Congratulations, you were some sort of child prodigy who could code perfectly from day one. Or maybe you just started earlier.

What exactly are you trying to achieve by hating on someone who's done nothing but share what they've learnt with other people. He isn't making you run this. He didn't even make you read it.


[flagged]


These comments break the HN guidelines. Thoughtful criticism is fine, but dumping all over someone else's work is not fine. Please don't do that here.


I agree that two comments upthread is inappropriately personal.

Several people downvoted all my comments in bulk, including the one below that's a purely technical explanation of using multi CPU/GPU caffee. I personally do not care about points (moreover the same comment in another thread more than offset the 'karmic punishment' in this one) but since you're here, please have a look at the way some people are treating the downvote button.

I will keep things up a level and more broadly constructive in the future.


I didn't write any of the Python code you are complaining about. The install steps do use environment variables (and in fact set some in the bashrc). The install steps are not a script for reasons I gave in other comments in this thread (reboots, remote dependencies). You mention elsewhere that the effect includes JPEG artifacts if you use JPEG as your intermediate state. That is unfortunate, so I have added a links to other Python scripts for making movies so more variation is available.
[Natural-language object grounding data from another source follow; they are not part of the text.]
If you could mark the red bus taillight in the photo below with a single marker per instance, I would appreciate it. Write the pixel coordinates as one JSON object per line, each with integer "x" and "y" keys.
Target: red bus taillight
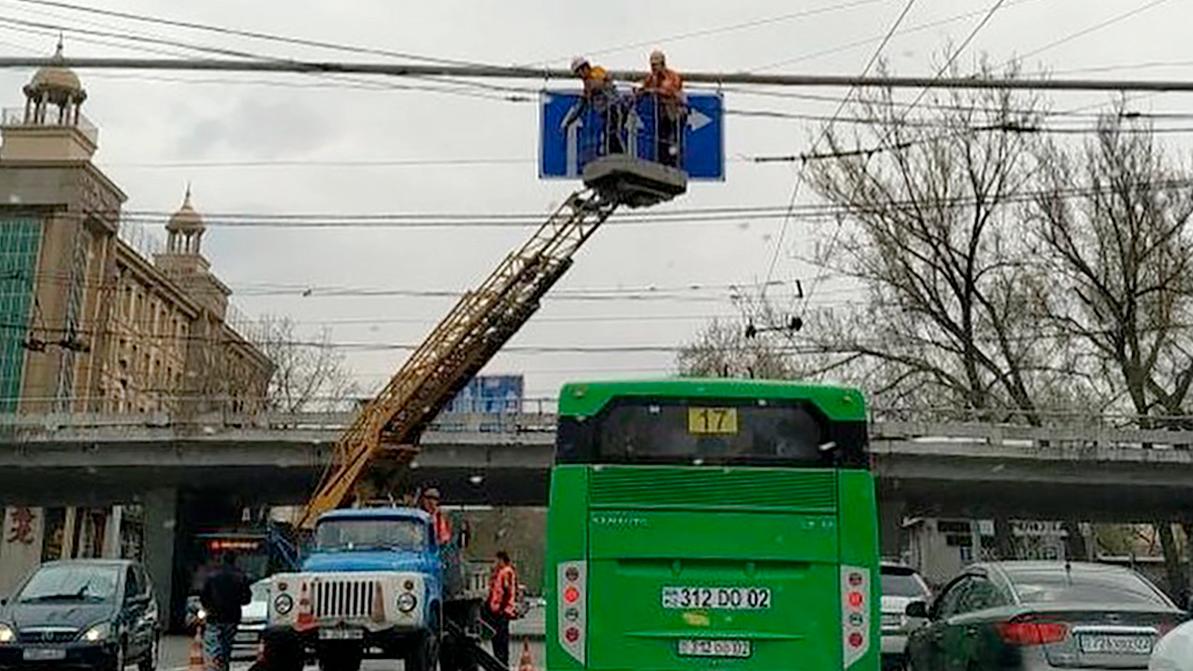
{"x": 1032, "y": 633}
{"x": 572, "y": 623}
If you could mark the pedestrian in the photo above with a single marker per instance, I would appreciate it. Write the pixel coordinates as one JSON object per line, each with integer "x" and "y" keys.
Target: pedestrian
{"x": 430, "y": 503}
{"x": 502, "y": 604}
{"x": 667, "y": 86}
{"x": 599, "y": 94}
{"x": 224, "y": 592}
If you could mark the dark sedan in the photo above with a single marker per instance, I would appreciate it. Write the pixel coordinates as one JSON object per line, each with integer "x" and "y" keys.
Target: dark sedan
{"x": 90, "y": 614}
{"x": 1039, "y": 616}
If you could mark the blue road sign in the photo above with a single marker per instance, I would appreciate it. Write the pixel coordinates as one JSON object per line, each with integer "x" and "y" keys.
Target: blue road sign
{"x": 562, "y": 153}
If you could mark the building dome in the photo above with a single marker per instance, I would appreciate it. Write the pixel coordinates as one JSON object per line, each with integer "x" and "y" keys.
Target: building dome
{"x": 59, "y": 82}
{"x": 186, "y": 220}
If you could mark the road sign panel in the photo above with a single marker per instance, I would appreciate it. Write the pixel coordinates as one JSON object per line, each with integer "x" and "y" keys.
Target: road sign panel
{"x": 561, "y": 155}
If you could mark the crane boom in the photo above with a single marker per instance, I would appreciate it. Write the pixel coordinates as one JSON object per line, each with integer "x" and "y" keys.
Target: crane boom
{"x": 458, "y": 348}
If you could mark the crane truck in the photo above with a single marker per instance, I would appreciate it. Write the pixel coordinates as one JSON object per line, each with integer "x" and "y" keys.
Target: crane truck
{"x": 378, "y": 584}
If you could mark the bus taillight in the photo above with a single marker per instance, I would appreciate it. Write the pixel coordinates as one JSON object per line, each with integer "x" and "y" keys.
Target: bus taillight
{"x": 572, "y": 608}
{"x": 854, "y": 613}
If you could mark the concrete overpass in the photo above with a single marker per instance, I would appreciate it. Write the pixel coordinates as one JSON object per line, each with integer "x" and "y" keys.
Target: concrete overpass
{"x": 1086, "y": 469}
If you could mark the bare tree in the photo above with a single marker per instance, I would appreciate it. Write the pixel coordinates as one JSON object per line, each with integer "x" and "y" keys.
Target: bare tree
{"x": 309, "y": 374}
{"x": 1120, "y": 254}
{"x": 929, "y": 229}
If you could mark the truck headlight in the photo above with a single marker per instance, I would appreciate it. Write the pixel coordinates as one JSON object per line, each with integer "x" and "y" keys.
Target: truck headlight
{"x": 98, "y": 633}
{"x": 406, "y": 602}
{"x": 283, "y": 604}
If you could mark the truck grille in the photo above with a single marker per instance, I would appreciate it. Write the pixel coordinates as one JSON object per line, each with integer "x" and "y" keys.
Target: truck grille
{"x": 344, "y": 598}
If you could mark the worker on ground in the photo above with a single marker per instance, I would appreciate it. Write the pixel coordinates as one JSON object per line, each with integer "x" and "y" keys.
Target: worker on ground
{"x": 502, "y": 604}
{"x": 667, "y": 86}
{"x": 224, "y": 592}
{"x": 430, "y": 503}
{"x": 600, "y": 94}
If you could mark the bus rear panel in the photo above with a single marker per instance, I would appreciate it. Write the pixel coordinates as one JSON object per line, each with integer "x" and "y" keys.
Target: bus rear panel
{"x": 711, "y": 524}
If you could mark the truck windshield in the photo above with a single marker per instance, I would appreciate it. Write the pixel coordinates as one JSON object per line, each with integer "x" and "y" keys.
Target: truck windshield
{"x": 337, "y": 535}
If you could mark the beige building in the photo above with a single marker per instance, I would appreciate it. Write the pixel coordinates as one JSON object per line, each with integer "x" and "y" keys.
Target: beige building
{"x": 90, "y": 322}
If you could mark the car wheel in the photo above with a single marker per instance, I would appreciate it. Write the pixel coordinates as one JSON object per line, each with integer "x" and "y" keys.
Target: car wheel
{"x": 149, "y": 663}
{"x": 118, "y": 660}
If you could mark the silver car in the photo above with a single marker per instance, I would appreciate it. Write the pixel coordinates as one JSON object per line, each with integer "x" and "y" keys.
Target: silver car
{"x": 1174, "y": 652}
{"x": 1042, "y": 616}
{"x": 901, "y": 586}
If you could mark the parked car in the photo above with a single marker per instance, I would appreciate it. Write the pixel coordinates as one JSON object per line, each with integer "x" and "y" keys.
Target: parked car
{"x": 1174, "y": 652}
{"x": 1037, "y": 616}
{"x": 253, "y": 619}
{"x": 94, "y": 614}
{"x": 901, "y": 586}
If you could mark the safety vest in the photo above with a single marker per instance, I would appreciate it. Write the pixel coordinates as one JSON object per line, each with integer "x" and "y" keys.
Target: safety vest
{"x": 443, "y": 528}
{"x": 504, "y": 591}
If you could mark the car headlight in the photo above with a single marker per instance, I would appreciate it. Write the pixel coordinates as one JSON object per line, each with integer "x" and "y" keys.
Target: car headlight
{"x": 406, "y": 602}
{"x": 98, "y": 633}
{"x": 283, "y": 604}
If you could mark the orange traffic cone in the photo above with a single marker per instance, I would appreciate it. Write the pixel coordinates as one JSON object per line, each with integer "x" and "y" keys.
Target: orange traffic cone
{"x": 196, "y": 662}
{"x": 526, "y": 663}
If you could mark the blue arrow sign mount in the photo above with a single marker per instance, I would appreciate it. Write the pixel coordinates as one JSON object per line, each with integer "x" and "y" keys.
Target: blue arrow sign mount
{"x": 562, "y": 146}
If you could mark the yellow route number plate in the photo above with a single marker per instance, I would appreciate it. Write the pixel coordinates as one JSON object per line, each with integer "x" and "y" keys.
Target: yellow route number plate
{"x": 712, "y": 420}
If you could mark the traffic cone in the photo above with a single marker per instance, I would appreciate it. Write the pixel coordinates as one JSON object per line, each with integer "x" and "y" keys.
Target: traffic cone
{"x": 526, "y": 663}
{"x": 196, "y": 662}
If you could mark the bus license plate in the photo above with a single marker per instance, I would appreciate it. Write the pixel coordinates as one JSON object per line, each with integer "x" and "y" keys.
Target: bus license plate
{"x": 341, "y": 634}
{"x": 717, "y": 598}
{"x": 706, "y": 647}
{"x": 1108, "y": 644}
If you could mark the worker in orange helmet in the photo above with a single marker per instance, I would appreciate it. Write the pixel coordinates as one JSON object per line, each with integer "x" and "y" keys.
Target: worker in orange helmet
{"x": 599, "y": 94}
{"x": 430, "y": 503}
{"x": 502, "y": 604}
{"x": 668, "y": 88}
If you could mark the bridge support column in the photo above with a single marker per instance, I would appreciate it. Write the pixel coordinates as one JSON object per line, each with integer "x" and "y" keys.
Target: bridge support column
{"x": 891, "y": 540}
{"x": 160, "y": 523}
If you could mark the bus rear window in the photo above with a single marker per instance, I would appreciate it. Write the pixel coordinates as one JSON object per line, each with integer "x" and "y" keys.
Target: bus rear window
{"x": 702, "y": 431}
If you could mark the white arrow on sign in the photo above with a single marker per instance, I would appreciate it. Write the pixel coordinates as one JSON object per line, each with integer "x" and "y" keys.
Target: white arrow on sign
{"x": 697, "y": 119}
{"x": 573, "y": 152}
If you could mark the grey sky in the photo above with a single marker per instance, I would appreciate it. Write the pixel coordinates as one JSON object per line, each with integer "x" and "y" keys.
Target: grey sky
{"x": 149, "y": 119}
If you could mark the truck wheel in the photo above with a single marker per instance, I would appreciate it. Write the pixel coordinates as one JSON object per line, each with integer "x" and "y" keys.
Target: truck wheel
{"x": 283, "y": 657}
{"x": 425, "y": 656}
{"x": 340, "y": 658}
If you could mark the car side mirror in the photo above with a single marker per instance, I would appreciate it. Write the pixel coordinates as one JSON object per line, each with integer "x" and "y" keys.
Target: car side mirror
{"x": 918, "y": 609}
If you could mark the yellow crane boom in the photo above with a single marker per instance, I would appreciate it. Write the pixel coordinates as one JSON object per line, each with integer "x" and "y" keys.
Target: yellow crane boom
{"x": 458, "y": 348}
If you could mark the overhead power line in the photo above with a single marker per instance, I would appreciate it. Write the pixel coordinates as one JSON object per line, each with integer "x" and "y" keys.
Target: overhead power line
{"x": 506, "y": 72}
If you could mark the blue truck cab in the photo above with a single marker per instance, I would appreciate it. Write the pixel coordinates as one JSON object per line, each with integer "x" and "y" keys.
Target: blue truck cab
{"x": 371, "y": 586}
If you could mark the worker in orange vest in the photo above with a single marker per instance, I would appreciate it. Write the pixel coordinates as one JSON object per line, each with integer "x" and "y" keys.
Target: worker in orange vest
{"x": 668, "y": 88}
{"x": 599, "y": 94}
{"x": 430, "y": 503}
{"x": 502, "y": 604}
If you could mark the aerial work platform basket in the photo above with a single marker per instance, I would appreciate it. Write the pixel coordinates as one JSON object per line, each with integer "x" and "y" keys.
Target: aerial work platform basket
{"x": 631, "y": 149}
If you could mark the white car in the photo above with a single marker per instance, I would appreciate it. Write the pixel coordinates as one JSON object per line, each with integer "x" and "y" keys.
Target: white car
{"x": 1174, "y": 652}
{"x": 252, "y": 621}
{"x": 901, "y": 586}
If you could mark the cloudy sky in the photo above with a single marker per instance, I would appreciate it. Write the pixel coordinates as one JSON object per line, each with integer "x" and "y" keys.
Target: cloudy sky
{"x": 309, "y": 145}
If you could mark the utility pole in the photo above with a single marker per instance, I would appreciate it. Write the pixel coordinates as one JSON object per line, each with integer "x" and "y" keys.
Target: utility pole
{"x": 545, "y": 74}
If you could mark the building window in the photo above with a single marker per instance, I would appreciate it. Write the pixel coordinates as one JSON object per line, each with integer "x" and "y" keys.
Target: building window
{"x": 20, "y": 240}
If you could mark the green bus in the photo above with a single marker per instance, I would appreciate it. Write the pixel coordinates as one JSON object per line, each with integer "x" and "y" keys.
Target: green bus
{"x": 711, "y": 524}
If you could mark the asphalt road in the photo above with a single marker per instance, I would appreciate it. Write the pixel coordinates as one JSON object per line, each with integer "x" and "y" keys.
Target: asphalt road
{"x": 175, "y": 652}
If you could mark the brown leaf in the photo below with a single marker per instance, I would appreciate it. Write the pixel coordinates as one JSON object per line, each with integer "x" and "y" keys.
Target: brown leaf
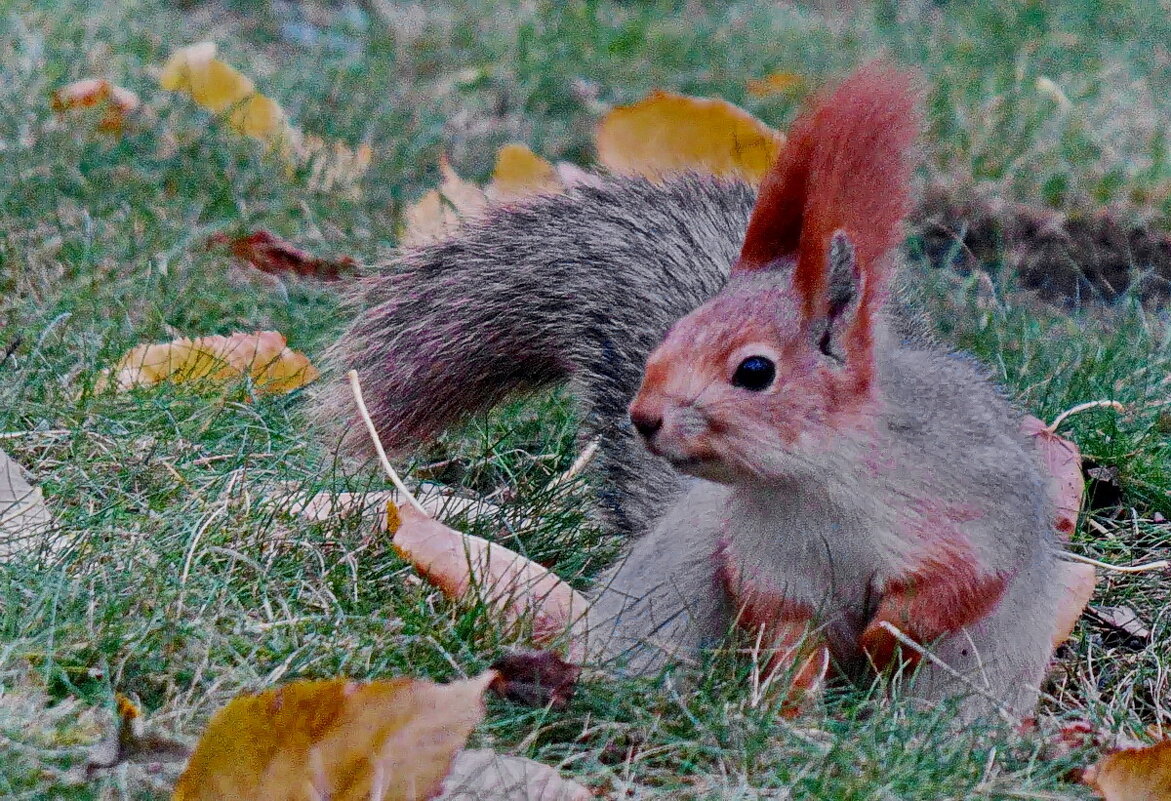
{"x": 272, "y": 254}
{"x": 1063, "y": 466}
{"x": 535, "y": 678}
{"x": 93, "y": 93}
{"x": 666, "y": 132}
{"x": 1134, "y": 774}
{"x": 264, "y": 356}
{"x": 485, "y": 775}
{"x": 514, "y": 586}
{"x": 1122, "y": 621}
{"x": 130, "y": 743}
{"x": 335, "y": 739}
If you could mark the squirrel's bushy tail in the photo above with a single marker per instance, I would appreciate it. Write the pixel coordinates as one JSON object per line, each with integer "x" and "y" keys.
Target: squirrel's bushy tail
{"x": 577, "y": 286}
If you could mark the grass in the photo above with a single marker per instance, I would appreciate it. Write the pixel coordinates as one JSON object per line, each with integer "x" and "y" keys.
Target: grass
{"x": 183, "y": 587}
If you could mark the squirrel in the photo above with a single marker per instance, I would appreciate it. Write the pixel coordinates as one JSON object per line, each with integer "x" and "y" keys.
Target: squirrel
{"x": 792, "y": 460}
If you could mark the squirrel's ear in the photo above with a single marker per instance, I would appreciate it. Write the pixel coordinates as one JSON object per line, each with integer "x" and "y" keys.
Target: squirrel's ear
{"x": 843, "y": 292}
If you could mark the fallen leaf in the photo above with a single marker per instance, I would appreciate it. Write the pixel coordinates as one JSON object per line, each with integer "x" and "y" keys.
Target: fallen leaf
{"x": 535, "y": 678}
{"x": 1063, "y": 467}
{"x": 669, "y": 132}
{"x": 1077, "y": 581}
{"x": 776, "y": 83}
{"x": 26, "y": 525}
{"x": 485, "y": 775}
{"x": 1134, "y": 774}
{"x": 260, "y": 117}
{"x": 1122, "y": 621}
{"x": 212, "y": 83}
{"x": 515, "y": 587}
{"x": 439, "y": 212}
{"x": 519, "y": 172}
{"x": 264, "y": 356}
{"x": 335, "y": 739}
{"x": 220, "y": 88}
{"x": 130, "y": 743}
{"x": 272, "y": 254}
{"x": 333, "y": 165}
{"x": 91, "y": 93}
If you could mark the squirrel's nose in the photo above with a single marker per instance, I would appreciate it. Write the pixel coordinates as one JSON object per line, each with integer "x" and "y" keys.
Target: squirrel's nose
{"x": 646, "y": 424}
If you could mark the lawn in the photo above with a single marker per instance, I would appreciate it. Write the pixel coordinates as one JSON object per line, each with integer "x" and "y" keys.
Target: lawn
{"x": 183, "y": 583}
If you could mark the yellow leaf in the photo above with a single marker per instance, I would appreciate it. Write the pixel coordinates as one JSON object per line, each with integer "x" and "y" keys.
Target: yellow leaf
{"x": 260, "y": 117}
{"x": 465, "y": 197}
{"x": 1134, "y": 774}
{"x": 519, "y": 171}
{"x": 176, "y": 70}
{"x": 212, "y": 83}
{"x": 668, "y": 132}
{"x": 335, "y": 739}
{"x": 428, "y": 220}
{"x": 438, "y": 213}
{"x": 264, "y": 356}
{"x": 776, "y": 83}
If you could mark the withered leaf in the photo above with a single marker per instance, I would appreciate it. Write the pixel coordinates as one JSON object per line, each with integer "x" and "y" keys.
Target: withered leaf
{"x": 1124, "y": 622}
{"x": 265, "y": 356}
{"x": 335, "y": 739}
{"x": 1134, "y": 774}
{"x": 461, "y": 563}
{"x": 269, "y": 253}
{"x": 666, "y": 132}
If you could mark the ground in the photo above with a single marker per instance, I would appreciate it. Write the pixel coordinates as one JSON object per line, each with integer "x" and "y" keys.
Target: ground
{"x": 182, "y": 586}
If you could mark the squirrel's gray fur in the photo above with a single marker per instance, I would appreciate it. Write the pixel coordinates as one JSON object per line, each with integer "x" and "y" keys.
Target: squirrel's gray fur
{"x": 579, "y": 286}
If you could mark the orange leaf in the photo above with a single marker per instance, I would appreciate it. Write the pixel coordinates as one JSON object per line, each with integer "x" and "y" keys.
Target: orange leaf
{"x": 97, "y": 91}
{"x": 264, "y": 356}
{"x": 1134, "y": 774}
{"x": 519, "y": 171}
{"x": 335, "y": 739}
{"x": 668, "y": 132}
{"x": 259, "y": 117}
{"x": 1063, "y": 465}
{"x": 776, "y": 83}
{"x": 514, "y": 586}
{"x": 272, "y": 254}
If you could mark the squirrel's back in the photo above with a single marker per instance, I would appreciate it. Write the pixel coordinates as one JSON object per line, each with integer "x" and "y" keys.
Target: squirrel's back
{"x": 577, "y": 286}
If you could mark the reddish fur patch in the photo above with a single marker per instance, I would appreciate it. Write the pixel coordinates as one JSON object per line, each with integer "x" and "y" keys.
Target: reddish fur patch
{"x": 846, "y": 168}
{"x": 947, "y": 590}
{"x": 785, "y": 628}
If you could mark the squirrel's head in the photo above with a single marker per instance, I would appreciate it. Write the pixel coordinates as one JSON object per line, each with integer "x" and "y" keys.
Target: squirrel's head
{"x": 751, "y": 387}
{"x": 767, "y": 378}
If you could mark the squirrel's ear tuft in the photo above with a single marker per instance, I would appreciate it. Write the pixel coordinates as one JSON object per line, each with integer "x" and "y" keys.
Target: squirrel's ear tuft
{"x": 843, "y": 274}
{"x": 843, "y": 294}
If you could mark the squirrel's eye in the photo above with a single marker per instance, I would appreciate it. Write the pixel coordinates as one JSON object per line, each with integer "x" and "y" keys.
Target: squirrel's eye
{"x": 754, "y": 374}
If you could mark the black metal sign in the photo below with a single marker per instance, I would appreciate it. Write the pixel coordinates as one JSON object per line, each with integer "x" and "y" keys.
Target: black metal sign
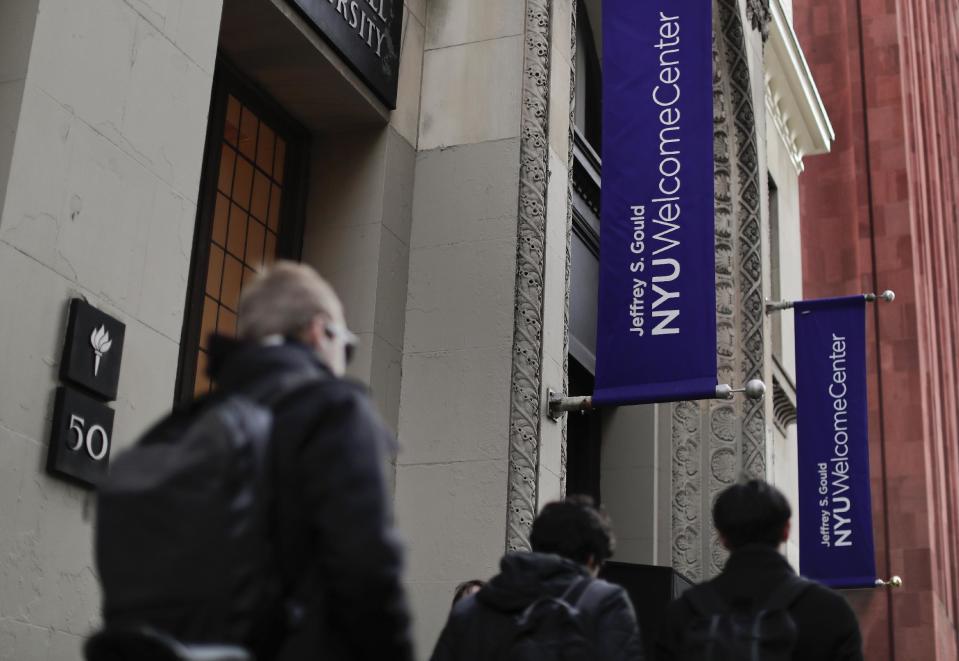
{"x": 366, "y": 33}
{"x": 81, "y": 437}
{"x": 91, "y": 354}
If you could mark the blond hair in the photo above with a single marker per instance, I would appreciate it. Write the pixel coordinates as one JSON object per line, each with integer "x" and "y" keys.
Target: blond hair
{"x": 284, "y": 300}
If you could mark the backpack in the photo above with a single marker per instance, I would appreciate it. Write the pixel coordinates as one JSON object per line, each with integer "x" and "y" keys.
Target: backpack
{"x": 184, "y": 521}
{"x": 723, "y": 634}
{"x": 557, "y": 628}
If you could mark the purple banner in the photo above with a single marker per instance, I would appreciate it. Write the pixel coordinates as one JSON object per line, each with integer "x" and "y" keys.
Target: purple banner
{"x": 656, "y": 337}
{"x": 835, "y": 501}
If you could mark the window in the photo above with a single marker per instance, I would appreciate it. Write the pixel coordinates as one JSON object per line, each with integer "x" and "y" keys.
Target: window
{"x": 775, "y": 275}
{"x": 250, "y": 214}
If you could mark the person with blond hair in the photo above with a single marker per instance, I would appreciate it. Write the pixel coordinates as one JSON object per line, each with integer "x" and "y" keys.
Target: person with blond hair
{"x": 338, "y": 554}
{"x": 258, "y": 517}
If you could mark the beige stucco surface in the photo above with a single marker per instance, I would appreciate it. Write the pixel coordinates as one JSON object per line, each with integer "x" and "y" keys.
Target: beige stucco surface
{"x": 100, "y": 203}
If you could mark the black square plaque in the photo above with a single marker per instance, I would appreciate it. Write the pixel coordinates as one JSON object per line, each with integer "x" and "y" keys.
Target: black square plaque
{"x": 91, "y": 353}
{"x": 81, "y": 437}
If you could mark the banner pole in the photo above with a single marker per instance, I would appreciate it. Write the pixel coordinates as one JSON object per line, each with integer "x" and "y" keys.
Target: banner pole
{"x": 778, "y": 306}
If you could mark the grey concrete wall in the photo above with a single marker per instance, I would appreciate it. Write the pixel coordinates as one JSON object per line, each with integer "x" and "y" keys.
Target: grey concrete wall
{"x": 451, "y": 477}
{"x": 783, "y": 452}
{"x": 636, "y": 482}
{"x": 357, "y": 235}
{"x": 17, "y": 19}
{"x": 100, "y": 203}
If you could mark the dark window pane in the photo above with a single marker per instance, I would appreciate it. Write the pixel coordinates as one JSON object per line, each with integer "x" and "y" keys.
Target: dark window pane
{"x": 269, "y": 252}
{"x": 264, "y": 148}
{"x": 202, "y": 382}
{"x": 214, "y": 272}
{"x": 261, "y": 196}
{"x": 279, "y": 160}
{"x": 209, "y": 321}
{"x": 226, "y": 325}
{"x": 275, "y": 201}
{"x": 254, "y": 244}
{"x": 236, "y": 242}
{"x": 221, "y": 214}
{"x": 247, "y": 144}
{"x": 243, "y": 182}
{"x": 231, "y": 130}
{"x": 232, "y": 279}
{"x": 227, "y": 159}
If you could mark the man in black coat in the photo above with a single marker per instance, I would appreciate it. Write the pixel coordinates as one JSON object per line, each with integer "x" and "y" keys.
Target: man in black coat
{"x": 338, "y": 556}
{"x": 753, "y": 520}
{"x": 570, "y": 540}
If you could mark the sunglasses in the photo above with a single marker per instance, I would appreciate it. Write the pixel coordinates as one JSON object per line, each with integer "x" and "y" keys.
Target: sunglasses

I started this because none of the instructions I could find actually worked or had prominent enough links into the original BVLC source and Wiki. And why I did not submit to somebody else's Github or Wiki- mostly so I wouldn't have to beg to have pull accepted or a Wiki edit not reverted.


I apologize if you felt I was picking on you personally however I was in the same position as you. Nothing out there works. Now including your recipe.

Meanwhile the top GitHub issue for your referenced Python project (also on the HN home page is):

"Unable to run script with default arguments, get an invalid syntax exception."

I poked in to see if he'd managed to rename "avconf" to "avconv" yet.

Right below:

  print("SHITTTTTTTTTTTTTT You're running CPU man =D")
I found this:

  # this line is not tested cuz i don't have avconv :(
It's just all so gloriously half-assed. Sorry if you got caught in the cross-fire but it's hard to soar with the eagles when you're hanging out with turkeys.


$2.60/hr is way overpaying. For this task people should definitely be using spot instances, which are $0.32/hr. Big difference! It seems to me like they should also switch from g2.8xlarge to g2.2xlarge because caffe does not benefit much from multiple GPUs. That brings the cost to $0.07/hr; more than an order of magnitude difference.


Actually multiple instances of CAFFE rendering these models is working well for me. I'm paralleling 16 processes across 8 GPUs and everything fits. (Training might not work as well.)

Spot instances are great until the random hedgefund peak sneaks in and deletes all your work.

Your guidance for people just noodling around is right on the mark, though! The 2x machines are fine for playing and, once you get the AMI set up (hint hint) it's a two minute upgrade.


You might want to re-read the HN guidelines.